Entre a Civilização e o Mal, entre a Democracia e a Tirania, Portugal escolheu... a neutralidade. Sabemos, claro, que a história não foi assim tão simples, que nos bastidores o funambulismo (eventualmente brilhante) foi mais do que muito, que as necessidades de sobrevivência do regime não deixavam muitas opções, que a partir de certa altura a "neutralidade" foi mais uma "não-beligerância", o que não quer dizer exactamente o mesmo. Mas persistiu, durante e depois da II Guerra, o culto da neutralidade portuguesa ("escrupulosa e honrada", como se ouve no filme de João Canijo) enquanto virtude suprema, parte, ainda, de uma história de predestinação e privilégio.

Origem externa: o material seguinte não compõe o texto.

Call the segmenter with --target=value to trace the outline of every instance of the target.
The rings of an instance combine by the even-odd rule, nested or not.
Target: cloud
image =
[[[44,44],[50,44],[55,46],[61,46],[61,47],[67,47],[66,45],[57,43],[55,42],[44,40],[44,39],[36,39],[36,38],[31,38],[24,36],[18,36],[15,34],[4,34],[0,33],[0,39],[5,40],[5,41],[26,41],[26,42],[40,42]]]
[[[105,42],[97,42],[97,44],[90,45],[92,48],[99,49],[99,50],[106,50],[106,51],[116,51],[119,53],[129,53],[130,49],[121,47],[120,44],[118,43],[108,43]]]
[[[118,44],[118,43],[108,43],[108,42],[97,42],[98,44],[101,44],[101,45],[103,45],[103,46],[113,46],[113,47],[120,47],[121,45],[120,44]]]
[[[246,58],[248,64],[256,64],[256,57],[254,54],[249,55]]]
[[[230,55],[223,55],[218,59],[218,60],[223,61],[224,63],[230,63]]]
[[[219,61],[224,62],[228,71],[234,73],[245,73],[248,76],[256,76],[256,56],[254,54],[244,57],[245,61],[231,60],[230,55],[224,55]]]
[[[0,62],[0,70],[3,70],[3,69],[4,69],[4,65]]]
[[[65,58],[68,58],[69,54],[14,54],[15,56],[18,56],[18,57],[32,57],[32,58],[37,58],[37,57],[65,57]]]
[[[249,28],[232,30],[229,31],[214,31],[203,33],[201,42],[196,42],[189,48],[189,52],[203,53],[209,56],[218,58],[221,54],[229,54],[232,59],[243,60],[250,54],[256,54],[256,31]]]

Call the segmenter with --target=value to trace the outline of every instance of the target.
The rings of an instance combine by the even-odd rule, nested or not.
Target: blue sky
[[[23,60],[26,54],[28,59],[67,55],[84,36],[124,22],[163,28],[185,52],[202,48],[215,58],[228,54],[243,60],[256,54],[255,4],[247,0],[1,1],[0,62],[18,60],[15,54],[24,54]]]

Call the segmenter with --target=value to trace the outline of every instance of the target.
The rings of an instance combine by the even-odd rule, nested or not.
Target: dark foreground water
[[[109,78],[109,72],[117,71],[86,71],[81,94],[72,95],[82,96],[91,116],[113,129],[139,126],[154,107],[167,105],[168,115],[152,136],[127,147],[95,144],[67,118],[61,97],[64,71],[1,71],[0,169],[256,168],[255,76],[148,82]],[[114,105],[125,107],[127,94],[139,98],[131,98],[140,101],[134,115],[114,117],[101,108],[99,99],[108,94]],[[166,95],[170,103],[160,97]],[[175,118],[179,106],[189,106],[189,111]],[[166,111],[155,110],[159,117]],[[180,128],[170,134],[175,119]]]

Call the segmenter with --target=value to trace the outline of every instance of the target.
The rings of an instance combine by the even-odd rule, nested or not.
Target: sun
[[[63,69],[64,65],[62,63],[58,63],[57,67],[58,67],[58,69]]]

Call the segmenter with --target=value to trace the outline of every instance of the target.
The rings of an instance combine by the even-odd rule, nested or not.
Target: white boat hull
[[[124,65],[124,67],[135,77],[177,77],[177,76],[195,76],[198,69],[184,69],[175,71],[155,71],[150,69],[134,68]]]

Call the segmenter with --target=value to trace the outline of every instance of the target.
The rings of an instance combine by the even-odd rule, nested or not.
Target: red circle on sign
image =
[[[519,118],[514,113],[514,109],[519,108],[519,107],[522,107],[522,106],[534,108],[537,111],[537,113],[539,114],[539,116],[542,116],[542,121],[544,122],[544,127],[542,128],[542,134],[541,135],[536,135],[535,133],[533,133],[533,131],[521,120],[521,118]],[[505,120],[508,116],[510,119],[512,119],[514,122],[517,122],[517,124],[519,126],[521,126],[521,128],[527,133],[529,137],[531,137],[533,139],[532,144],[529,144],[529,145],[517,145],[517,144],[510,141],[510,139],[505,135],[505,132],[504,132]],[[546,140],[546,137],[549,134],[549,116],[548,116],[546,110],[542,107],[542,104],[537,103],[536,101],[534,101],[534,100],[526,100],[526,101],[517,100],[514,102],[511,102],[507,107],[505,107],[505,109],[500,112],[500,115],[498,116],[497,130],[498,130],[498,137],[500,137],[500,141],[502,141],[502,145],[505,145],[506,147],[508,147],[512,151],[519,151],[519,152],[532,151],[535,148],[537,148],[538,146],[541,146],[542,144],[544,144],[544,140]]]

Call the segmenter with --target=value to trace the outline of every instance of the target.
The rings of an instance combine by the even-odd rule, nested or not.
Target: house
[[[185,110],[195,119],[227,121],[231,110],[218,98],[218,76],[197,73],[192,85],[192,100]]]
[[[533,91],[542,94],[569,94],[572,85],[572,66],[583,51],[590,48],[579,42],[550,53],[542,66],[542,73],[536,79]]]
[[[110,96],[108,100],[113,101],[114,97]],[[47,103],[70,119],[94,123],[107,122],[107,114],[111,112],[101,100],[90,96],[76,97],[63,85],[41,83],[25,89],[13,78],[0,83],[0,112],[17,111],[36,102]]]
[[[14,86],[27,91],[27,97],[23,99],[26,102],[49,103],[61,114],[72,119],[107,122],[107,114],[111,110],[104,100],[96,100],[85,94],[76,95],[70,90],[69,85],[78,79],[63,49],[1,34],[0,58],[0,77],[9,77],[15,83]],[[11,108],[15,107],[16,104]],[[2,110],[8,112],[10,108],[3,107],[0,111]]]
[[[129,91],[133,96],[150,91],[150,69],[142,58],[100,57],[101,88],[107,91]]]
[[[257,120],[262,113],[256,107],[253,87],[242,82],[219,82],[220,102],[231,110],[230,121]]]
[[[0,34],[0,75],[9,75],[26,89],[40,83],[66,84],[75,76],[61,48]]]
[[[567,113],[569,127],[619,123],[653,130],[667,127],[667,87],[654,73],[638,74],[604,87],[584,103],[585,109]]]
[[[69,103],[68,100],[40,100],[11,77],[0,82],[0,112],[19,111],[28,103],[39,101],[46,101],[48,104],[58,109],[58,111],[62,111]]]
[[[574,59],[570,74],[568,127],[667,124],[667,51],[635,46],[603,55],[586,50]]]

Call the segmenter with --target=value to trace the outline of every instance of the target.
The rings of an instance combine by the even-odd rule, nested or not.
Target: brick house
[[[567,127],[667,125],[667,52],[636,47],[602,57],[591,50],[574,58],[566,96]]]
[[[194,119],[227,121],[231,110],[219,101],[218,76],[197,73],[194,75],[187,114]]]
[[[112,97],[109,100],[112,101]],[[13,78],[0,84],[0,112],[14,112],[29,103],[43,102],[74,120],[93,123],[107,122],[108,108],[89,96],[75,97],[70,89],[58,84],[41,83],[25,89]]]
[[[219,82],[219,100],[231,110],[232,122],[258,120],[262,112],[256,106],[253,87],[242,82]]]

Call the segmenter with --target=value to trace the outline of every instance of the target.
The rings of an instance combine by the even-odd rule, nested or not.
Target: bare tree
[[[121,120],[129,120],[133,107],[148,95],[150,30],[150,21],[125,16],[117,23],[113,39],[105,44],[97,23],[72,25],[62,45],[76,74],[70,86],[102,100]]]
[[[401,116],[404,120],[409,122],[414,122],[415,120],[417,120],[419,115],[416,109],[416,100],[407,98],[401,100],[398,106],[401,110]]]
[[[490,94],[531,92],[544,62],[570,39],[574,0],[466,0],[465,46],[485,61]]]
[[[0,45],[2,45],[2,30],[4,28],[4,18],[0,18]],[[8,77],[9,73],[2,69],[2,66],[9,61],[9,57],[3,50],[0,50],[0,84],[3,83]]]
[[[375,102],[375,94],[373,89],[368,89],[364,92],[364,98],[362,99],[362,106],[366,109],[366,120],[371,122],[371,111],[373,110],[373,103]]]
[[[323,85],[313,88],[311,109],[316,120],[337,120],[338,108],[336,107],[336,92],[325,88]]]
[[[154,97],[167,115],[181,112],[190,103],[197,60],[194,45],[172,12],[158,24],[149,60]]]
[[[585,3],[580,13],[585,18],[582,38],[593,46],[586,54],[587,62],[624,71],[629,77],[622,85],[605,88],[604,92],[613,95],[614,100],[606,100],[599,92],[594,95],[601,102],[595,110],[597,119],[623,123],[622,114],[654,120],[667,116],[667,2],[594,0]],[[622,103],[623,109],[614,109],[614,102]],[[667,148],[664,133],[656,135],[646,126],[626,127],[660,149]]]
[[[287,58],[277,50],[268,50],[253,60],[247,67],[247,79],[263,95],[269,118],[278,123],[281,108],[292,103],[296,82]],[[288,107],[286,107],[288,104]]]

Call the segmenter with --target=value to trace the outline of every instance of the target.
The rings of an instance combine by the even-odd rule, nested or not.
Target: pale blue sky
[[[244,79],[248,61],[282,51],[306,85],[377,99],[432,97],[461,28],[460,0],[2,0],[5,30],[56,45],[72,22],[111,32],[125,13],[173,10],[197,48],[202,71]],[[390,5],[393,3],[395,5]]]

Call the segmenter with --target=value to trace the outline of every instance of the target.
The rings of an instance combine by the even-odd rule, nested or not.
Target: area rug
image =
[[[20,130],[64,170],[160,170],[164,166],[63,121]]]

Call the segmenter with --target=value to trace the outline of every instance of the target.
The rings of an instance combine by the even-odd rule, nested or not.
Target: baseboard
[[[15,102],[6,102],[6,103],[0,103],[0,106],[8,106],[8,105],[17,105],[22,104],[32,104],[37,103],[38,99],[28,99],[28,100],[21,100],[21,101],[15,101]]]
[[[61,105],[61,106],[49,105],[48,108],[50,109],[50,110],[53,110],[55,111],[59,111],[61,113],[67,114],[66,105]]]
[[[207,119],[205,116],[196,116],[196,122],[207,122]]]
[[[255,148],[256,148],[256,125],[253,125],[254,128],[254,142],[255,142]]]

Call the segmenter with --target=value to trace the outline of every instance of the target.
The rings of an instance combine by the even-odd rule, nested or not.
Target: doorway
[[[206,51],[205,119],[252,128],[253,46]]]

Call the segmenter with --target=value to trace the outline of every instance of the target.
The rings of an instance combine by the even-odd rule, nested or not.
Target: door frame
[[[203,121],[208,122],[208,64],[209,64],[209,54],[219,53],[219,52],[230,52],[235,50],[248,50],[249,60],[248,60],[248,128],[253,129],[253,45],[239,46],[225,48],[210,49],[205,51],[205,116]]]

Décadas depois, os mais novos ainda ouviam esta cantiga da boca dos mais velhos. E, comodamente nascidos décadas depois do conflito, embrenhados na leitura de histórias da II Guerra, desconhecedores das subtilezas da posição portuguesa na geo-estratégia da altura, impunha-se-lhes a questão moral que cobria a neutralidade com uma tonalidade ligeiramente abjecta: é que mesmo a escolha do Mal e da Tirania teria sido mais fácil de entender, ao menos tratar-se-ia de um compromisso claro. Não são outras as questões desta "Fantasia Lusitana" de João Canijo. A partir de imagens de arquivo, um retrato de Portugal durante a guerra, durante a neutralidade. Grandes e pequenas celebrações, um quotidiano mais ou menos extraordinário que se tentava manter tão... ordinário quanto fosse possível. Portugal como ilha, pedaço feito de ordem e calma, parêntesis num mundo a ferro e fogo. O trabalho de Canijo com o material que pesquisou nos arquivos é sobretudo uma bela operação de compilação, com o mérito de agir sobre os documentos - em grande maioria, documentos "oficiais", produzidos para filmes de actualidades, naturalmente com o alto patrocínio da propaganda de Estado - de maneira subtil, sem os forçar e sem os caricaturar. Porque, na verdade, já lá estava tudo: se o filme de Canijo tem um discurso sobre a neutralidade, suas razões e virtudes, esse discurso constrói-se a partir dos discursos da época, das justificações oficiais e providenciais, das loas a Carmona e a Salazar, da construção da ideia de uma neutralidade "merecida" (expressão que a locução de época refere insistentemente) que faz da II Guerra um castigo que outros povos, menos "merecedores", não souberam evitar. Tudo isso está lá, na origem, mais aquilo que sempre espanta nos noticiários e actualidades portuguesas do tempo da guerra: a indiferença descomprometida, a alegria esforçada, a entropia isolacionista, a fantasia (lusitana) da predestinação.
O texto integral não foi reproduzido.